- The Washington Times - Friday, April 5, 2024

The importance of X as a free speech platform can’t be overstated. In just a matter of days, a suggestion from Turning Point USA’s Charlie Kirk set off a chain of events that might affect the outcome of the 2024 election — in a good way.

Mr. Kirk’s idea is simple: Get Nebraska to drop its goofy system of splitting the award of electoral votes in presidential elections based on congressional districts. Aside from Maine, every other state is winner take all. This means if the majority of a state’s voters want to see former President Donald Trump return to the Oval Office, he would receive all of that state’s votes.

The proportional system was cooked up in the 1990s to give Omaha’s liberal voters the chance of sending an electoral vote to their preferred candidate, no matter how the rest of the deep-red state votes. Nebraska as a whole hasn’t preferred the Democratic candidate since 1964.

A bill to restore the traditional system of awarding electoral votes, LB 764, is ready to go, but the clock is running out on the legislative session. Bureaucratic inertia may doom Mr. Kirk’s idea, but the state GOP can finesse these deadlines since it wields a 33-16 supermajority.

Republican Gov. Jim Pillen was among the first to lend his support. “It would bring Nebraska into line with 48 of our fellow states, better reflect the founders’ intent, and ensure our state speaks with one unified voice in presidential elections,” he wrote on Tuesday.

Needless to say, Mr. Trump is also a fan. While a single electoral vote is unlikely to play a material role in the ultimate outcome, there is a circumstance in which it could provide a decisive edge. As Mr. Kirk notes, polls show support for President Biden is slipping in Arizona, Georgia and Nevada. Should the president lose those states in November and keep the rest of what he won in 2020, Omaha’s lone electoral vote would be the deciding factor in keeping Mr. Biden in the White House.

On the other hand, unifying Nebraska’s vote under the same scenario would create a 269-269 electoral tie, leaving the choice of president to the House of Representatives. That’s a messy result to be sure, but one preferable to another four years of Mr.
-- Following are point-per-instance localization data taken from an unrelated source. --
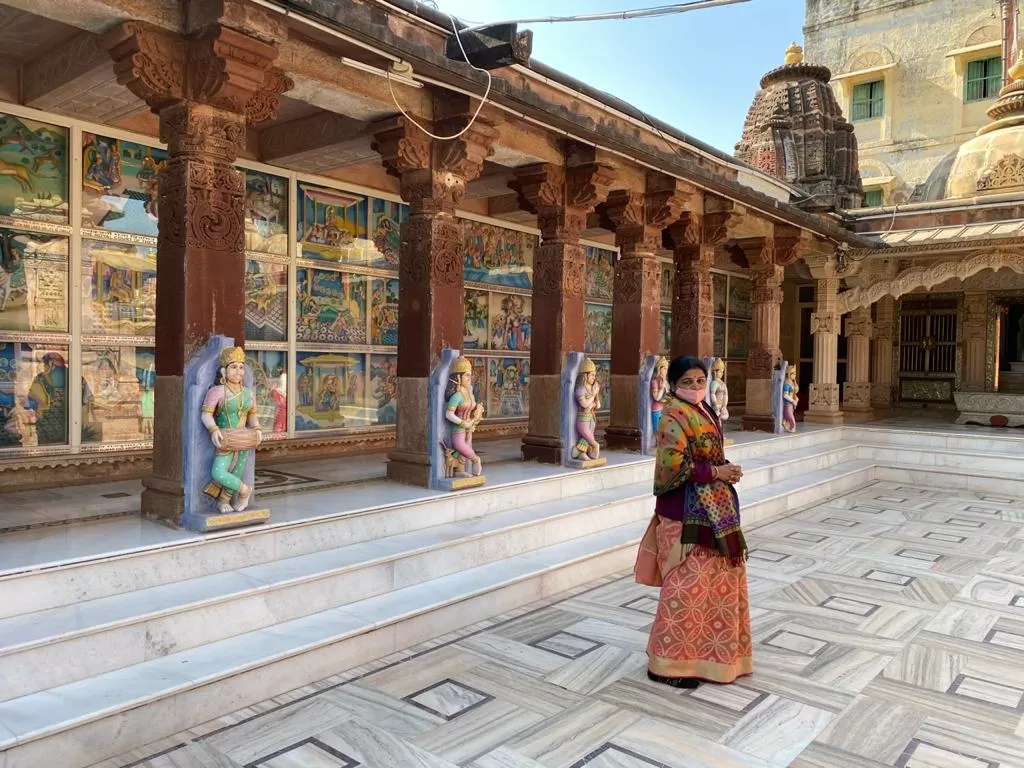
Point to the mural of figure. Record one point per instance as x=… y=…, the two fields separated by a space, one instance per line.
x=588 y=397
x=719 y=390
x=230 y=418
x=658 y=391
x=463 y=413
x=790 y=391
Biden and Vice President Kamala Harris flooding the country with illegal immigrants, jailing political opponents and censoring free speech.

The Cornhusker State isn’t alone in coming up with creative fixes in anticipation of the November contest. Wisconsin voters on Tuesday protected the state’s 10 electoral votes from the influence of Meta CEO Mark Zuckerberg, who invested $400 million in a shameless effort to elect Mr. Biden in 2020 through nonprofit groups dispatched to “assist” local election officials.
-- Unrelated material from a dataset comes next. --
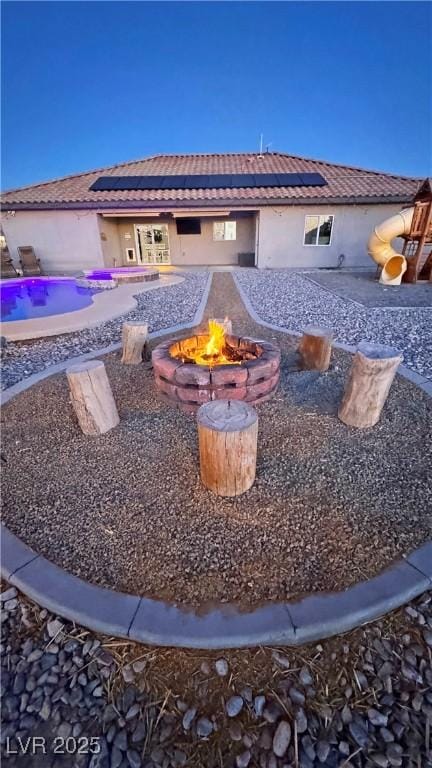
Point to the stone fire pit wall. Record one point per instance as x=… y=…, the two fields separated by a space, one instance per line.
x=189 y=385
The freshly adopted state constitutional amendment prohibits private interests from funding or administering local elections. By taking the matter directly to the public, GOP lawmakers evaded the veto pen of Democratic Gov. Tony Evers.

The clever thinking in Wisconsin and Nebraska is just what’s needed to accomplish the change in national direction that a majority of voters say they want.